# Working with Existing Course Examples

This notebook demonstrates the concepts from the original course materials, showing how they fit into our comprehensive understanding of file programming.

## 🔄 File Modes in Practice (from class01.py)

Let's revisit the original examples and understand them better with our new knowledge:

In [None]:
# Import our examples module
import sys
sys.path.append('../examples')

from basic_file_operations import (
    demo_write_mode, demo_append_mode, demo_exclusive_mode,
    demo_binary_write_mode, demo_read_plus_write_mode
)

# Run the original demonstrations with our enhanced understanding
print("🔄 Running Original Course Examples with Enhanced Understanding")
print("=" * 70)

demo_write_mode()
demo_append_mode()
demo_exclusive_mode()
demo_binary_write_mode()
demo_read_plus_write_mode()

## 📊 Performance Analysis (from class02.py)

The original course included a performance comparison between pickle and text files.

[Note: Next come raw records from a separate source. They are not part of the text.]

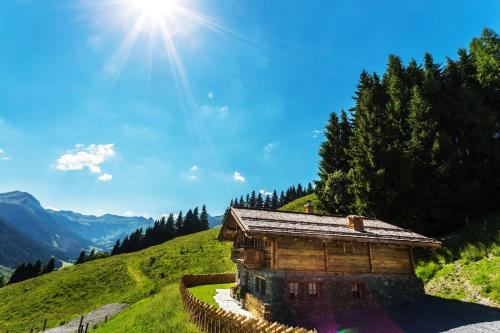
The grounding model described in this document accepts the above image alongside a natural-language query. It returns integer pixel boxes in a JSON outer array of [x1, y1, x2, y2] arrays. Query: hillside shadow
[[317, 296, 500, 333]]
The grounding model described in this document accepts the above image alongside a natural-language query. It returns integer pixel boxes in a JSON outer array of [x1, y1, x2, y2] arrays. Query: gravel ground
[[317, 296, 500, 333], [45, 303, 127, 333]]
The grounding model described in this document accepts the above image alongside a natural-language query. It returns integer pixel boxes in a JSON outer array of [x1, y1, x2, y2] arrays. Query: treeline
[[229, 183, 314, 209], [111, 205, 209, 255], [9, 258, 56, 283], [316, 29, 500, 234], [75, 249, 109, 265]]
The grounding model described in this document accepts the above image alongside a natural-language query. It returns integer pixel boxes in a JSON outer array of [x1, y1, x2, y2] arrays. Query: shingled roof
[[219, 207, 441, 247]]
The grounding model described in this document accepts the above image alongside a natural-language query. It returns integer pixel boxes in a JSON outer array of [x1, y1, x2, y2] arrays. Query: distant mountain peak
[[0, 191, 42, 209]]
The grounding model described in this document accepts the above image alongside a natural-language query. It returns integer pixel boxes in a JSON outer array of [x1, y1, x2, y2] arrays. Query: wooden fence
[[179, 273, 316, 333]]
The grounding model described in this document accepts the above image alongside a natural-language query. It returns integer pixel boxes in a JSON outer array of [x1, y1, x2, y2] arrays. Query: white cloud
[[97, 173, 113, 182], [56, 143, 115, 181], [259, 190, 273, 197], [312, 130, 321, 138], [264, 142, 276, 154], [233, 171, 246, 183]]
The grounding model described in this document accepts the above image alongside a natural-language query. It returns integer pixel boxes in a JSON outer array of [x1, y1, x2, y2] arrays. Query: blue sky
[[0, 0, 500, 217]]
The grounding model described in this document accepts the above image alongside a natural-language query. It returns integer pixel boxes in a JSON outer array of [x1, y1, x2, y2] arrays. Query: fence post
[[78, 316, 83, 333]]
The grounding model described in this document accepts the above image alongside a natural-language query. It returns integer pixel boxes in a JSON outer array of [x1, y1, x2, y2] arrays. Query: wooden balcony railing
[[231, 247, 265, 269]]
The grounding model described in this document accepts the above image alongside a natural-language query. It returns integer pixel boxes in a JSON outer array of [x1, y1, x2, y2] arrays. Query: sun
[[131, 0, 173, 14], [127, 0, 180, 23]]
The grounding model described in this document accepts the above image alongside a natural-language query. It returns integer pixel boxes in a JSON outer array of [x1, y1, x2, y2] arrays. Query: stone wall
[[238, 266, 424, 327]]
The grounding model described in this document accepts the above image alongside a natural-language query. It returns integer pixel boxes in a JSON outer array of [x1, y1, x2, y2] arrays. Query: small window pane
[[352, 283, 361, 298], [307, 282, 318, 296], [288, 282, 299, 298]]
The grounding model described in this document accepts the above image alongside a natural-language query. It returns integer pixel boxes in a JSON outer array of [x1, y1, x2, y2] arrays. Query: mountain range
[[0, 191, 222, 267]]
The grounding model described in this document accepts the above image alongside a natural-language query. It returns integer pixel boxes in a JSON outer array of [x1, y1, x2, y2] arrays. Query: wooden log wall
[[265, 238, 413, 274], [179, 273, 317, 333]]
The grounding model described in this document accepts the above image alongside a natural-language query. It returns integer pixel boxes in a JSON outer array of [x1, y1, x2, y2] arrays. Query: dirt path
[[45, 303, 127, 333]]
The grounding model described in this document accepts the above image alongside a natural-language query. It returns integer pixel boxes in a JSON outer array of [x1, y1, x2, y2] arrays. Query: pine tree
[[175, 211, 185, 236], [184, 209, 194, 235], [193, 207, 203, 232], [263, 195, 271, 209], [200, 205, 209, 230], [75, 250, 87, 265], [297, 183, 304, 198], [165, 213, 176, 240], [248, 191, 257, 208], [278, 191, 286, 208], [111, 239, 121, 254], [255, 192, 264, 209], [307, 182, 314, 194], [271, 190, 280, 209]]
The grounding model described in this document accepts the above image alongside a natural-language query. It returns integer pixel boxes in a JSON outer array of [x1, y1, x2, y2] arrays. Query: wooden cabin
[[219, 203, 441, 325]]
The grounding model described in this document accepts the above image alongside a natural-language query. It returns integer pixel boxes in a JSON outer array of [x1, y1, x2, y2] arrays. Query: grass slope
[[278, 193, 327, 214], [189, 283, 234, 308], [0, 265, 14, 281], [0, 229, 234, 332], [416, 211, 500, 307]]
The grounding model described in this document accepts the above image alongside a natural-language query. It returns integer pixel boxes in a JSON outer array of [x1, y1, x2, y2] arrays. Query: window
[[344, 243, 354, 254], [255, 277, 266, 295], [307, 282, 318, 297], [288, 282, 299, 298], [352, 283, 363, 298]]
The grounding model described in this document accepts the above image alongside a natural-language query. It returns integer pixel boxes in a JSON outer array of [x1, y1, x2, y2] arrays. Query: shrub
[[415, 261, 442, 283], [460, 244, 487, 263]]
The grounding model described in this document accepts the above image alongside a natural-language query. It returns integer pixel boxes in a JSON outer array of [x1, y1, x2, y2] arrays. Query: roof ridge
[[231, 206, 383, 222]]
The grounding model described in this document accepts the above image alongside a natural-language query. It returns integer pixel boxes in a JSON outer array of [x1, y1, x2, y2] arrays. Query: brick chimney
[[304, 200, 314, 214], [347, 215, 365, 231]]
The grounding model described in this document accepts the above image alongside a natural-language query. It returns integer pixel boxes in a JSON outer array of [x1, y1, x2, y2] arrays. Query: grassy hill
[[0, 265, 13, 281], [0, 229, 235, 332], [278, 193, 327, 214], [416, 211, 500, 307], [280, 194, 500, 307]]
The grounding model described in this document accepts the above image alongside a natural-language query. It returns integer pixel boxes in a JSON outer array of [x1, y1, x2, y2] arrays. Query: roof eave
[[243, 231, 441, 248]]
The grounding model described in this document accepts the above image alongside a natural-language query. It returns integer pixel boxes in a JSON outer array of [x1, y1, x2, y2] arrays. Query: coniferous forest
[[316, 29, 500, 234], [226, 183, 314, 211], [111, 205, 209, 255], [8, 257, 56, 287]]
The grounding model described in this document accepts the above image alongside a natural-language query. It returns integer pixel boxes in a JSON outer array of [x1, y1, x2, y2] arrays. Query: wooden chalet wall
[[264, 238, 413, 274]]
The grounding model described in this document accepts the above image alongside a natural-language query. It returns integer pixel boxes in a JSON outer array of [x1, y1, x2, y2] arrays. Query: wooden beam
[[409, 246, 415, 274], [271, 238, 276, 270], [323, 242, 328, 273], [368, 243, 373, 273]]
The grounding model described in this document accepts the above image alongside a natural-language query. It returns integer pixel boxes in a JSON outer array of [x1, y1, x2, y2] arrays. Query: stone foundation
[[238, 266, 424, 327]]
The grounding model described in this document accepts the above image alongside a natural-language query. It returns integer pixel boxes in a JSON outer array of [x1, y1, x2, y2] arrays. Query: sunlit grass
[[189, 283, 234, 308], [0, 229, 235, 332]]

Let's expand on this:

In [None]:
import pickle
import json
import time
import os

def enhanced_pickle_vs_text_comparison():
    """Enhanced version of the original pickle vs text comparison"""
    
    # Create more complex test data
    test_data = {
        'user_info': {
            'name': 'John Doe',
            'age': 30,
            'email': 'john@example.com',
            'preferences': ['python', 'data_science', 'machine_learning']
        },
        'session_data': {
            'login_time': time.time(),
            'actions': ['login', 'view_dashboard', 'edit_profile', 'logout'],
            'settings': {'theme': 'dark', 'notifications': True}
        },
        'large_dataset': list(range(10000)),  # Simulate larger data
        'metadata': {
            'version': '2.1.0',
            'created_by': 'file_programming_course',
            'encoding': 'utf-8'
        }
    }
    
    print("📊 Enhanced Pickle vs Text File Comparison")
    print("=" * 50)
    
    # Test pickle operations
    pickle_file = '../sample_files/enhanced_data.pkl'
    
    # Pickle write
    start_time = time.time()
    with open(pickle_file, 'wb') as f:
        pickle.dump(test_data, f)
    pickle_write_time = time.time() - start_time
    
    # Pickle read
    start_time = time.time()
    with open(pickle_file, 'rb') as f:
        pickle_loaded = pickle.load(f)
    pickle_read_time = time.time() - start_time
    
    # Test JSON operations
    json_file = '../sample_files/enhanced_data.json'
    
    # JSON write
    start_time = time.time()
    with open(json_file, 'w', encoding='utf-8') as f:
        json.dump(test_data, f, indent=2)
    json_write_time = time.time() - start_time
    
    # JSON read
    start_time = time.time()
    with open(json_file, 'r', encoding='utf-8') as f:
        json_loaded = json.load(f)
    json_read_time = time.time() - start_time
    
    # Get file sizes
    pickle_size = os.path.getsize(pickle_file)
    json_size = os.path.getsize(json_file)
    
    # Display results
    print(f"⏱️ Performance Results:")
    print(f"   Pickle write: {pickle_write_time:.6f} seconds")
    print(f"   JSON write:   {json_write_time:.6f} seconds")
    print(f"   Pickle read:  {pickle_read_time:.6f} seconds")
    print(f"   JSON read:    {json_read_time:.6f} seconds")
    
    print(f"\n💾 File Size Comparison:")
    print(f"   Pickle file: {pickle_size:,} bytes")
    print(f"   JSON file:   {json_size:,} bytes")
    print(f"   Size ratio:  {json_size/pickle_size:.2f}x (JSON vs Pickle)")
    
    print(f"\n🔍 Data Integrity Check:")
    print(f"   Pickle data matches: {pickle_loaded == test_data}")
    print(f"   JSON data matches:   {json_loaded == test_data}")
    
    # Show the actual file contents (first few lines)
    print(f"\n📄 File Content Preview:")
    print(f"   Pickle (binary): {open(pickle_file, 'rb').read()[:50]}...")
    
    with open(json_file, 'r', encoding='utf-8') as f:
        json_preview = f.read()[:200]
    print(f"   JSON (text): {json_preview}...")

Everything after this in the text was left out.